Since becoming a certified trainer and health and fitness professional 15 years ago, I have logged hundreds of specialty certifications and workshops, both attending and leading. Through the course of my career, I hired and managed coaches with their Masters Degrees in Exercise Physiology, Doctorates of Chiropractic, Licensure or Registration of Dietitian. Some of my employees came from clinical experience. Some afterward went into the clinical world or Division I collegiate coaching. I’ve mentored medical doctors. I’ve coached psychologists, psychiatrists, therapists, scientific researchers, physical therapists, physician’s assistants, nurse practitioners, surgeons, sports medicine specialists, naturopaths, massage therapists, acupuncturists, reiki practitioners, and martial artists. I spent most of 2012 learning the entire USMLE1 curriculum. I know anatomy. I know physiology. I know behavior change psychology. I’ve completed over 10,000 consults, developed hundreds of trainers, managed record setting coaching teams, worked with thousands of clients, observed tens of thousands of members. It gives me insight, not authority.
I’ve gained well over 60lbs of muscle as an adult late-in-life lifter with no PEDs. I’ve lost 70lbs. I’ve gotten as lean as a human can. I have clients who have kept off over 100lbs on 14 year followup (which NO weight loss clinic or weight loss show in the world can boast). I’ve had the joy of getting Lyme disease and various injuries, close family with complex migraine, hormone and autoimmune issues; and I’ve been fortunate enough to figure out all of them. That gives me AN experience. It doesn’t mean I have THE answer.

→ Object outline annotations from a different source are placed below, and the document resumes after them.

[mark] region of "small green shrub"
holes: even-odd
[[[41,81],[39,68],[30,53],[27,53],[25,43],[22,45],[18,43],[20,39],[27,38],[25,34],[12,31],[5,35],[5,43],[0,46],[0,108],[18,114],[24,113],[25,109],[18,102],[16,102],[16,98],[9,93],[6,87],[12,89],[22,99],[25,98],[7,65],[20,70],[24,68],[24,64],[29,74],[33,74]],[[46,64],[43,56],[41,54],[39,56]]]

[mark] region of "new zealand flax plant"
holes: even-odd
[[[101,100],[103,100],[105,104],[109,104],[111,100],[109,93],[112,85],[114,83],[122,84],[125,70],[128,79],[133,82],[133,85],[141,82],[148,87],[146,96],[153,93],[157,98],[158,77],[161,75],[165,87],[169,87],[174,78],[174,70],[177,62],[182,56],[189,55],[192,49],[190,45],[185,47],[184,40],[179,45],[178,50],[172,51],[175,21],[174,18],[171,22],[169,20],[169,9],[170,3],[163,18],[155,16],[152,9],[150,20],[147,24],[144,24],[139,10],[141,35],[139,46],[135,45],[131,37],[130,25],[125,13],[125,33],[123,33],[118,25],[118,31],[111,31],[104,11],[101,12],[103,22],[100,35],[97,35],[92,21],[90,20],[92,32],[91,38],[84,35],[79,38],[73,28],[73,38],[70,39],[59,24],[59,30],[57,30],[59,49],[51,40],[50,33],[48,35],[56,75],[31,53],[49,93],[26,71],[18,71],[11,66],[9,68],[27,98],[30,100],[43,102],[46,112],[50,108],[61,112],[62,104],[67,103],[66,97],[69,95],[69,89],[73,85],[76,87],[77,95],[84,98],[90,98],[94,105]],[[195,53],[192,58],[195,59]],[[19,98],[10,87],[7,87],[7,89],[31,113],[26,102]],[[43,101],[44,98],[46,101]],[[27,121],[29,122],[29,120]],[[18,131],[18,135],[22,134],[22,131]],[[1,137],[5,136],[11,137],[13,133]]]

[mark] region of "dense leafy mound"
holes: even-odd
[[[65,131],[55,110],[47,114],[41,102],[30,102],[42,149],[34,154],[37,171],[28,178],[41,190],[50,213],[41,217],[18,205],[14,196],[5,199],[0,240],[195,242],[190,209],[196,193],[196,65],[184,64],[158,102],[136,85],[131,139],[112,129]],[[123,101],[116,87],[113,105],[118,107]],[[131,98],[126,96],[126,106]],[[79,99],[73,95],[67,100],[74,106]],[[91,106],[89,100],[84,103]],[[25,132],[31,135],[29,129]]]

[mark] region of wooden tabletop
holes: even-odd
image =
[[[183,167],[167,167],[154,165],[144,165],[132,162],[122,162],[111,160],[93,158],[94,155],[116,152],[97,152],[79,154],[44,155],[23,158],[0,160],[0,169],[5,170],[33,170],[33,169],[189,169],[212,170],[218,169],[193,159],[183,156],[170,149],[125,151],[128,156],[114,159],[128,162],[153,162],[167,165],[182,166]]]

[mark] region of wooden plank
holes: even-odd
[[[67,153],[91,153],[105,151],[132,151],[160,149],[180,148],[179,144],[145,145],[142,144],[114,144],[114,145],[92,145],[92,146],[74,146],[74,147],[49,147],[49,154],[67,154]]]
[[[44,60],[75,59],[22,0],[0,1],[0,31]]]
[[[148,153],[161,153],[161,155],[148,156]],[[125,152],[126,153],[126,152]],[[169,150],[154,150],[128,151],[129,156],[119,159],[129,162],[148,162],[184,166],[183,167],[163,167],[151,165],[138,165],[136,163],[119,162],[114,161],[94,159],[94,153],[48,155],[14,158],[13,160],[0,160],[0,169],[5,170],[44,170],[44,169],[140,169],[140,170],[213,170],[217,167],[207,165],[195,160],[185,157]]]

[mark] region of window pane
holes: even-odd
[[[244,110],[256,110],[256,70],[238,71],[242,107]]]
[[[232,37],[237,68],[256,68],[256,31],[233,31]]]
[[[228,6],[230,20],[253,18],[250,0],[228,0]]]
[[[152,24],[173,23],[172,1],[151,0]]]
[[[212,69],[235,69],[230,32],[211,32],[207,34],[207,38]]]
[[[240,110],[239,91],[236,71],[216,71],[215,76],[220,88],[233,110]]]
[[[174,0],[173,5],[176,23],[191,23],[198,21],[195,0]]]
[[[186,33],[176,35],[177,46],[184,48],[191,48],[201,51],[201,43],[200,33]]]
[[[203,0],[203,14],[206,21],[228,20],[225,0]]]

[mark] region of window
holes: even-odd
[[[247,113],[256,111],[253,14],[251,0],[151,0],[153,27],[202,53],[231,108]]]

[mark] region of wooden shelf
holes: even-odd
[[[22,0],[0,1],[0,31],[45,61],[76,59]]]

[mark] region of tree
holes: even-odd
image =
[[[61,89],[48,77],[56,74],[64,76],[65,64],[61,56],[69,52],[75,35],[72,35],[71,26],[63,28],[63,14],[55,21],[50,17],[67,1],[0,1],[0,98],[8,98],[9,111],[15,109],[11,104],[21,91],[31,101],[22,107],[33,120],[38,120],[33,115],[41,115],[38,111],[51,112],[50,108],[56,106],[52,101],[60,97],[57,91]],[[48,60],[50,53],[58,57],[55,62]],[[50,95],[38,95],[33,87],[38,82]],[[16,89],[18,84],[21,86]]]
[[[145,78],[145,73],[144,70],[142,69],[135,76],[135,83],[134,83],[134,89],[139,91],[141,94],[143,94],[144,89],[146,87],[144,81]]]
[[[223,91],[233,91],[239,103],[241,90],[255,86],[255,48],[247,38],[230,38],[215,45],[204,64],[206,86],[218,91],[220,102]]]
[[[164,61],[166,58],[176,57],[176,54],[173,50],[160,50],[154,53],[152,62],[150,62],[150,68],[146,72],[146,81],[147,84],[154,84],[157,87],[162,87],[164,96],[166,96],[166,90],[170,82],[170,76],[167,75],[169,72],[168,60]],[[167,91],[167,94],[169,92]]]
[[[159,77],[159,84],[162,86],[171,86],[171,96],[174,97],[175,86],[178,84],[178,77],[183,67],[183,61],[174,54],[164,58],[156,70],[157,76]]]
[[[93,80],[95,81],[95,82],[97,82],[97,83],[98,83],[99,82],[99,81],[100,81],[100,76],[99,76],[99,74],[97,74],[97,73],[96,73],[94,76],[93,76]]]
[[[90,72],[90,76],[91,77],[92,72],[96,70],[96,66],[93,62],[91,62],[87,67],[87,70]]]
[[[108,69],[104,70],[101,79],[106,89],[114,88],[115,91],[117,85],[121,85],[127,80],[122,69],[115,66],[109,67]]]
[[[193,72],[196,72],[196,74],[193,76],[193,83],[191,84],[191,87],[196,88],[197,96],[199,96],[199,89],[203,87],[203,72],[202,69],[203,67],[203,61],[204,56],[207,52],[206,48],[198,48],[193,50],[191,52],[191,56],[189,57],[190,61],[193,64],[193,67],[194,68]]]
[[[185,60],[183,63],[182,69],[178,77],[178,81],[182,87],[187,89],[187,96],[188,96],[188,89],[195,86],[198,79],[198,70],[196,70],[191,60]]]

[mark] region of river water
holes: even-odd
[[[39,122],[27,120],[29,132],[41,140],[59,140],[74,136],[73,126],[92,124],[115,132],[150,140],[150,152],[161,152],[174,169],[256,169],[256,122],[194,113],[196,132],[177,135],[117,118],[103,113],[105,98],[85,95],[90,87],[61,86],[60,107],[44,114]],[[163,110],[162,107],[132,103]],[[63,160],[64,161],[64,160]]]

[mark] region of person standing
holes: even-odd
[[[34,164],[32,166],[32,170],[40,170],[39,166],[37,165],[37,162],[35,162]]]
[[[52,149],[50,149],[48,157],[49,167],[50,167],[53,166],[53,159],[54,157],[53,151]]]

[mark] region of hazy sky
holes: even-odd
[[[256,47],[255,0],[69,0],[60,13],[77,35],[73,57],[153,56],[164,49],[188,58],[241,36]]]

I’ve also had 5 near-death/out-of-body experiences. I’m so skeptical I’m not even sure I believe in them. I almost never talk about them. They are not the centerpiece of my identity or existence. I HAD THEM and I’m not sure I believe in them. Forget about being an expert at them, or having THE conclusive take on them.
It’s interesting to me to see people conclude with finality so many things so much of the time. I’m over here with over 45,000 hours of speciality professional expertise at something; and I can easily, regularly, and readily acknowledge that two completely different tactics can both work. That is, based on my empirical testing, my direct observation, I can admit that there are at least two mutually exclusive nutritional and exercise practices which both work for different people, or even the same person. Yet, somehow, without any direct observation, and without any empirical data collection, all kinds of “experts” on the internet have reached an absolute and final conclusion about everything?
I think what they mean is instruction, not conclusion. There are many things which help to direct us and instruct us. Do they conclude? No. Instruction is not conclusion.
“Heart disease correlates with X.” Fill in the blank. Do you believe that correlation IS causation? Careful. That’s a logical fallacy.
It crops up everywhere. “The economy does Z.” Fill in the blank. Now, that’s a really big and complex system you’re talking about. There will be a lot of correlations. Which proposed items are and aren’t legitimate causes? Current world leaders? Former world leaders? Old policy? New policy? Anticipated future policy? What if the real mechanisms which drive economy haven’t even been studied yet? What if we haven’t yet verified a mechanism?
We jump. We hurtle ourselves toward a causal conclusion. But look before you leap.
In many statistical studies, there are defined trends. So what? Without a proposed, testable, known mechanism, we have to be very careful. It is just as easy for what we think is an effect to be a cause.
In human health, correlation to causation and trend without mechanism are thin ice. Did you know that 100% of people who sleep in beds end up dying? I guess you better not sleep at all, just to be safe.
Correlation is not causation. Trend is not even close to mechanism.